First my summary, then a few comments about the book:
- Build a high-performance culture with:
- Strong sense of purpose
- Accountability for results relative to goals
- Variable compensation that is truly earned
- Energy/Celebration
- Peer pressure and direct feedback
- Manage your talent (4Rs)
- Right people in the right roles: Specialize your team into dedicated hunters, farmers (account managers), and sales managers
- Retain top producers: training, tools, and recognition
- Remediate or replace underperformers
- Recruit by spending dedicated time on referrals and asking for specific during interviews, including (i) details of a successful past deal & (ii) how they plan to approach the job
- Lead productive sales team meetings covering:
- Sales results & outstanding individual/team performance
- Success stories
- Best practices
- Deal strategy brainstorming
- Training (esp. with role play)
- Business plan reviews covering: goals, strategies, proposed actions, expected obstacles, and professional development
- At the conclusion, have people share their biggest takeaway
- Coach and mentor salespeople by:
- Conducting regular, results-focused 1:1 meetings by examining (IN ORDER!)
- Results relative to quota
- Pipeline (movement of existing opportunities; new opportunities added)
- Conducting regular, results-focused 1:1 meetings by examining (IN ORDER!)
- Activity
- Removing real obstacles (though beware of excuses)
- Spending time in the field (or in side-by-sides for inside sales) covering:
- Pre-call planning (names, personalities, & meeting expectations of prospects; call flow; expected challenges; primary meeting goal)

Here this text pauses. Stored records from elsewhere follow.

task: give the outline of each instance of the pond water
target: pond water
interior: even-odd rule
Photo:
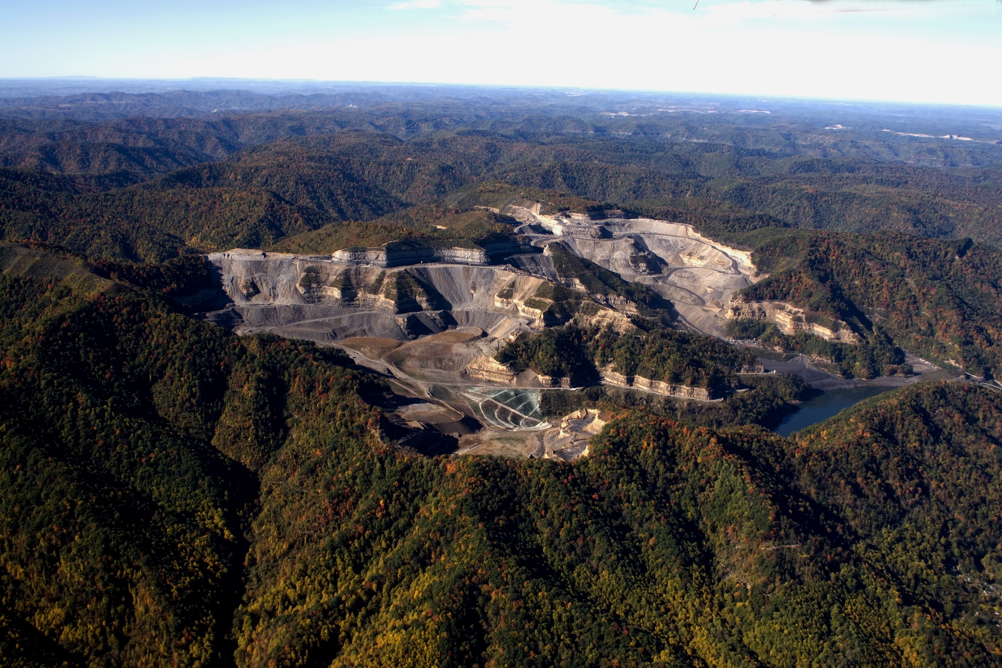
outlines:
[[[882,392],[893,390],[881,386],[866,388],[850,388],[848,390],[829,390],[800,405],[797,413],[787,416],[776,428],[780,436],[790,436],[805,427],[811,427],[839,413],[843,409],[859,404],[864,399],[870,399]]]

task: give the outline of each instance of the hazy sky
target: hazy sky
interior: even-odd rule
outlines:
[[[415,81],[1002,106],[1000,0],[3,0],[0,77]]]

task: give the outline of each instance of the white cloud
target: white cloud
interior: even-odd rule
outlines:
[[[390,5],[390,9],[435,9],[441,5],[440,0],[409,0]]]

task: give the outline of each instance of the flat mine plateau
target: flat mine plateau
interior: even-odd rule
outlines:
[[[542,393],[558,391],[555,381],[514,373],[493,360],[521,332],[566,321],[554,314],[559,309],[552,298],[540,296],[552,292],[547,286],[577,294],[573,318],[579,322],[620,331],[630,326],[637,304],[586,285],[590,274],[568,268],[568,258],[648,287],[673,310],[679,328],[718,338],[725,337],[728,316],[744,312],[734,308],[735,293],[765,277],[750,252],[687,224],[546,215],[525,200],[501,211],[517,220],[515,231],[525,243],[500,256],[442,244],[330,255],[245,248],[211,253],[219,289],[191,305],[236,333],[338,347],[386,377],[395,393],[384,407],[387,436],[403,448],[571,460],[586,452],[601,424],[598,416],[544,417]],[[793,326],[795,311],[771,303],[755,312]],[[806,373],[825,375],[809,362]],[[789,371],[799,373],[796,366]]]

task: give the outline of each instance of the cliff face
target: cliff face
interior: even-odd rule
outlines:
[[[383,337],[404,341],[451,326],[491,331],[528,324],[518,301],[541,278],[502,266],[419,264],[382,267],[331,255],[234,249],[211,253],[229,304],[206,318],[241,333],[331,341]],[[512,299],[497,299],[509,287]]]
[[[379,248],[345,248],[331,256],[339,262],[350,264],[371,264],[389,267],[422,262],[447,262],[456,264],[489,264],[490,258],[484,248],[464,248],[458,246],[429,247],[388,243]]]
[[[692,388],[687,385],[674,385],[663,381],[651,381],[642,376],[623,376],[617,374],[610,368],[601,370],[599,373],[603,382],[615,385],[620,388],[639,388],[647,392],[654,392],[659,395],[669,397],[684,397],[685,399],[698,399],[700,401],[712,401],[709,392],[703,388]]]
[[[805,331],[836,344],[860,343],[859,336],[842,320],[821,318],[784,301],[735,301],[726,315],[730,319],[767,320],[787,336]],[[820,321],[811,321],[813,317]]]

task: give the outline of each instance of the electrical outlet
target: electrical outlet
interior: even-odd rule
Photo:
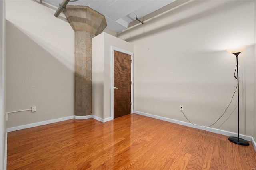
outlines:
[[[180,110],[183,111],[184,109],[183,106],[180,106]]]
[[[32,112],[36,111],[36,107],[35,106],[32,107]]]

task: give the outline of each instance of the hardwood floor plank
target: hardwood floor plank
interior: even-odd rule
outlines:
[[[226,140],[224,141],[222,139],[220,141],[220,152],[219,155],[218,170],[224,170],[226,169]]]
[[[8,132],[7,169],[250,169],[256,153],[223,135],[135,114]]]

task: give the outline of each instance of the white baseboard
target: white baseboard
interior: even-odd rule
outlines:
[[[7,129],[5,132],[5,146],[4,147],[4,170],[6,170],[7,168]]]
[[[103,119],[103,122],[107,122],[112,120],[113,120],[113,119],[111,117],[109,117],[107,118],[105,118],[104,119]]]
[[[76,119],[87,119],[92,118],[92,115],[87,116],[74,116],[74,118]]]
[[[209,127],[204,128],[202,127],[196,126],[187,122],[183,122],[182,121],[178,121],[176,120],[172,119],[170,118],[167,118],[166,117],[162,117],[159,116],[156,116],[155,115],[151,115],[150,114],[139,112],[138,111],[134,111],[134,113],[142,115],[143,116],[147,116],[148,117],[150,117],[152,118],[156,119],[160,119],[160,120],[162,120],[162,121],[166,121],[167,122],[171,122],[172,123],[174,123],[177,124],[186,126],[187,127],[191,127],[194,128],[203,130],[204,130],[208,131],[208,132],[212,132],[213,133],[217,133],[218,134],[222,134],[224,135],[227,136],[236,136],[237,135],[237,134],[234,133],[233,132],[228,132],[228,131],[223,130],[220,130],[220,129],[209,128]],[[251,142],[252,141],[251,136],[248,136],[244,135],[243,134],[239,134],[239,137],[250,142]]]
[[[253,137],[252,137],[252,144],[253,147],[254,148],[254,150],[255,150],[255,152],[256,152],[256,142],[255,142],[255,140],[254,140]]]
[[[99,121],[101,122],[104,122],[104,120],[103,119],[101,118],[100,117],[97,117],[95,115],[92,115],[92,118],[94,119],[96,119],[97,121]]]
[[[38,126],[43,125],[56,122],[60,122],[61,121],[74,119],[74,116],[68,116],[67,117],[62,117],[55,119],[49,120],[48,121],[43,121],[42,122],[36,122],[36,123],[31,123],[30,124],[18,126],[15,127],[7,128],[7,132],[10,132],[19,130],[24,129],[27,128],[30,128],[33,127],[36,127]]]
[[[49,120],[48,121],[43,121],[42,122],[36,122],[36,123],[31,123],[30,124],[24,125],[23,125],[18,126],[17,127],[12,127],[7,128],[7,132],[10,132],[19,130],[24,129],[27,128],[30,128],[33,127],[36,127],[38,126],[44,125],[49,124],[52,123],[60,122],[61,121],[66,121],[67,120],[75,119],[86,119],[89,118],[93,118],[102,122],[105,122],[109,121],[110,118],[108,118],[105,119],[99,118],[96,116],[90,115],[87,116],[70,116],[67,117],[62,117],[61,118],[56,119],[55,119]]]

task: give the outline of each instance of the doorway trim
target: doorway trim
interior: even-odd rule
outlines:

- Post-call review, letting the salesperson share her impression first
- Generally getting to know salespeople’s motivations
- Set the standard for effective sales calls. For example:
- Share the agenda and get buy-in
- Add value every time as a customer-issue-focused problem-solver
- Probe and listen (instead of leading with talking about the product) to determine if prospects are qualified and to write better proposals
- Hold a conversation rather than give a presentation
- Crisply articulate the “sales story” in a way that is succinct, compelling, and customer-issue focused
- Lead the customer rather than letting the customer lead you
- Additional recommendations:
- Regularly assess territory strategy to ensure salespeople are targeting the accounts the highest-potential accounts. They should have enough accounts to work, but not too many to adequately work.
- Avoid negativity
- Be selfishly productive, proactivity calendaring all priority activities and saying no to reactive, non-results-oriented tasks & meetings
- Be careful not to avoid your high performers or focus too much on underperformers
- Demand (from finance/operations) accurate, timely, usable reports to monitor sales results and pipeline
Review comment: While the book has great content, it takes work to extract it since (a) the entire first half of the book is a long rant (b) the rant continues at times in the second half (c) there is a decent amount of repetition (d) the author is, at times, overly self-promotional (e) the organizing structure (culture, talent management, and process) is somewhat loose and intertwined with a second framework (1:1s, team meetings, and field work).